One participant suggested that agencies using AI systems decouple the procedures for processing comments from those for reviewing their substance to mitigate the issue of whether they have adequately considered public comments. While AI may serve a key role in categorizing, filtering, and summarizing public submissions, human involvement remains necessary in the latter stage of evaluating substantive feedback. On this topic, participants also deliberated about the role of transparency in how agencies adopt and use AI technologies. Like other technologies, relying on AI too much could distort the rulemaking process, so establishing boundaries and usage policies would aid public accountability. Generally, participants agreed that clear guidance from a body like the Office of Management and Budget on this matter would be valuable.
Third, participants considered on how to counteract potential negative effects of AI on the rulemaking process, while capturing its benefits for regulatory development. To mitigate risks, participants highlighted the value of red-teaming in predicting how bad actors might use AI technologies in the public commenting process. In fact, President Biden’s executive order from October 2023 on the development and use of AI incorporated “AI red-teaming” – defined as “a structured testing effort to find flaws and vulnerabilities in an AI system” – into several directives. Session participants mentioned how having a consistent process for handling public comments across agencies, built upon compatible interpretations of the APA, would make red-teaming activities even more valuable, since the results would apply in more contexts and fixing a vulnerability for one agency would fix it for all.
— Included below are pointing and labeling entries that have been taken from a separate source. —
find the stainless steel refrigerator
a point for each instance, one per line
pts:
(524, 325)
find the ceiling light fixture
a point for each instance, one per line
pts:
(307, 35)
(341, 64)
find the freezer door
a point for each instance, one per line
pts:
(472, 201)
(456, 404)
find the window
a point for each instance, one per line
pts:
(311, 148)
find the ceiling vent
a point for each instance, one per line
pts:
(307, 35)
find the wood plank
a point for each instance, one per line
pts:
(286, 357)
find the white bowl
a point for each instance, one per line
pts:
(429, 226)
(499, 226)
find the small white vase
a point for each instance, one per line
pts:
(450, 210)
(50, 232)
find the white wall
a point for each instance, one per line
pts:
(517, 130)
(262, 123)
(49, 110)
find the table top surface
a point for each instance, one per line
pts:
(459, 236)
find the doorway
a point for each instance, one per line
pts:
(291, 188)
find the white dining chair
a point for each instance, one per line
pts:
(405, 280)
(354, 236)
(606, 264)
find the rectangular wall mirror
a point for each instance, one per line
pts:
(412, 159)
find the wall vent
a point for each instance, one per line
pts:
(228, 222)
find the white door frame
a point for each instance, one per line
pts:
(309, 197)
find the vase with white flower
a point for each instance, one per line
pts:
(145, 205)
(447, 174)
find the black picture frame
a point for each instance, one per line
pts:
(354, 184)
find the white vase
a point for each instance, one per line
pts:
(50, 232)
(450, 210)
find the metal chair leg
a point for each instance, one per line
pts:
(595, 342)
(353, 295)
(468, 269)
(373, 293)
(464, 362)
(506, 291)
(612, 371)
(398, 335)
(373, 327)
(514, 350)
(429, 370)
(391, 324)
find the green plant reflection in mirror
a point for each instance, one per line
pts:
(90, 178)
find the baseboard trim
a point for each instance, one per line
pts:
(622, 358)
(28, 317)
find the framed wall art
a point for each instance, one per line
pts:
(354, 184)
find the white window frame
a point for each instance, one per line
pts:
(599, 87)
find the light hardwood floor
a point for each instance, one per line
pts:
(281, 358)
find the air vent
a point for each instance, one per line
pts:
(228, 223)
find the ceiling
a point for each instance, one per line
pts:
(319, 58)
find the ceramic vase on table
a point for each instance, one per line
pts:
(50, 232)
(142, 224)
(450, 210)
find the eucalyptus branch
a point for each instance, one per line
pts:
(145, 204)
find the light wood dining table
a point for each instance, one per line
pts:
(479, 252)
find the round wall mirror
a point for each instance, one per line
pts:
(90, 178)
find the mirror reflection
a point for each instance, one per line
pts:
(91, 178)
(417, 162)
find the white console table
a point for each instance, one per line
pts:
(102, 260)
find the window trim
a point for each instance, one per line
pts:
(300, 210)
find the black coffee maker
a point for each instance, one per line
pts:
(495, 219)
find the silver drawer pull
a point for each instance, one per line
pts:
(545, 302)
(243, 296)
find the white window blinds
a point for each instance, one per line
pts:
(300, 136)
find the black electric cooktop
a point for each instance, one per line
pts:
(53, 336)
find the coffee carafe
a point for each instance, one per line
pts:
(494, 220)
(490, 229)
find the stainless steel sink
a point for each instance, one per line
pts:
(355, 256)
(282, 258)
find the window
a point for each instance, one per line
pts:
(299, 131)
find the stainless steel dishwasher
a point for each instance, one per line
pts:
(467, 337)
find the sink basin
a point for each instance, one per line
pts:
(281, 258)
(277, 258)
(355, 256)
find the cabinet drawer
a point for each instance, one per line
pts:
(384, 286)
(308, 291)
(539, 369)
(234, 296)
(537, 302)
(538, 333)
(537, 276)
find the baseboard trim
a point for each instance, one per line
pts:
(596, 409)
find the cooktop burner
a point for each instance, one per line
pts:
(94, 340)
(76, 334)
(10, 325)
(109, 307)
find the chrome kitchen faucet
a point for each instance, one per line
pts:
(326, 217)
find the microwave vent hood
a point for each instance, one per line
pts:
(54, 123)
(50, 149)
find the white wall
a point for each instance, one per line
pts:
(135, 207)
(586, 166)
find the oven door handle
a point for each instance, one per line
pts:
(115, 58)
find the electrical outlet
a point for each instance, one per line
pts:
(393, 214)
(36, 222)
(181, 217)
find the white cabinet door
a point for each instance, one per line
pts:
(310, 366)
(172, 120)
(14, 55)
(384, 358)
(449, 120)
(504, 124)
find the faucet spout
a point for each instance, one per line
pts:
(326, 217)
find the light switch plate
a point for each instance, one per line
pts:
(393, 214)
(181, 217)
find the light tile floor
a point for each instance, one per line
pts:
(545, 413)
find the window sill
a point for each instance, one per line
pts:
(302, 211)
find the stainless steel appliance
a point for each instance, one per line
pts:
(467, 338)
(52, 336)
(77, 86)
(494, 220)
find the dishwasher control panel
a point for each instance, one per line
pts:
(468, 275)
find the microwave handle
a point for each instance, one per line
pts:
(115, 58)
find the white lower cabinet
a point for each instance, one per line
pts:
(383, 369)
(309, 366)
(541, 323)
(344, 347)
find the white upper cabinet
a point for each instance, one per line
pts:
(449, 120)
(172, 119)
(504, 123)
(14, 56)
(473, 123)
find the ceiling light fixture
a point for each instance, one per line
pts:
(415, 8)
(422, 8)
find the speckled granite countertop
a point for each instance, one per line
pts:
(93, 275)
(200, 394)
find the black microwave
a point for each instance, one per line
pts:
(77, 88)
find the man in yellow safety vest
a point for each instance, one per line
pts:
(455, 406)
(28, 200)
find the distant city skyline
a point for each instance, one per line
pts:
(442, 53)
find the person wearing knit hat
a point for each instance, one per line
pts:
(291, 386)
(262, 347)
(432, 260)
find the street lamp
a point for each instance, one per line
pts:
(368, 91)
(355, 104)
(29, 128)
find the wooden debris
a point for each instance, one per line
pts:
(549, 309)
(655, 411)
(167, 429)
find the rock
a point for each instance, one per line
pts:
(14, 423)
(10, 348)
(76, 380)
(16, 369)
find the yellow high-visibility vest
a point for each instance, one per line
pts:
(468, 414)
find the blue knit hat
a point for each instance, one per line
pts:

When discussing AI’s potential benefits to rule development, several participants posed whether such tools could help agencies formulate regulation. At the very least, multiple participants thought that AI could play a substantial role in synthesizing the data and science that inform rules. Finally, individuals discussed how agencies can take proactive steps to better position themselves to reap the benefits of advanced AI capabilities. One example provided was how DOT's experience with using a structured format for its rules aided in retrospective review by facilitating the use of rule text as data. Greater accessibility of machine-readable rule text could play a role in leveraging AI systems to conduct ex ante and ex post analyses of regulations.
Ultimately, Generative AI poses numerous considerations for rule development and evaluation, particularly for public commenting on agency rules. Themes discussed in this session highlighted the need for agencies to be attentive and responsive to modern technologies and adapt their practices accordingly.